Die junge Dame höret diesem Discurs mit solcher Andacht zu / daß ihr das weynen allerdings darvon vergieng / sie bedanckte sich deß gegebenen guten Raths gegen ihrer Frau Basen / und versprach demselbigen getreulich Folg zu leisten: Jch aber betrachtete die vielfältige Betrügereyen des arglistigen Weiber-Volcks mit Verwunderung / die ich so wol von meinem eygenen Weib und ihrer Beschliesserin / als dieser so ansehenlichen Frauen / Krafft meiner Unsichtbarkeit / in so kurtzer Zeit wahrgenommen; Jch gedachte aber gar nicht daran / auch mich selbst zu straffen / und zu bedencken / wann kein leichtfertiger Bub wäre / daß alsdann auch keine Huren seyn würden; Sondern ich setzte mir vor / mich der Gemeinschafft aller Weiber hinfort zu entschlagen / und damit ich ein Zeitlang von der meinigen seye / nicht allein ehistens nach Leipzig in die Michaeli Meß / sondern auch von dorten eine Zeitlang gar nach Amsterdam zu räisen / allwo ich ohne das bekand war / in dem ich daselbsten von neundten biß in das siebenzehende Jahr meines Alters aufferzogen worden / und den Anfang / die Kauffmanns-Handelschafft zu lernen / den Grund allda gelegt.

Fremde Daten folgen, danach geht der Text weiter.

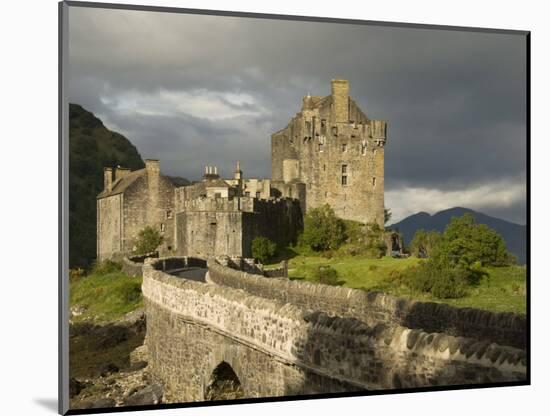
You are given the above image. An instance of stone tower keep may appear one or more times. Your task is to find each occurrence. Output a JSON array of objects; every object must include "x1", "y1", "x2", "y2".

Jn dieser kleinen Welt / worinn man bey nahe die gantze grosse Welt biß auff ein Ding sehen kan / langte ich 6. Wochen nach meiner Abräise an / nachdem ich zuvor den Apothecker unterrichtet / wessen er sich biß zu meiner Wiederkunfft gegen meinem Weib / meiner Handelschafft und gantzem Haußwesen zu verhalten / zumahlen so viel Gelts zu mir genommen hatte / als ich indessen nöthig zu haben vermeynte.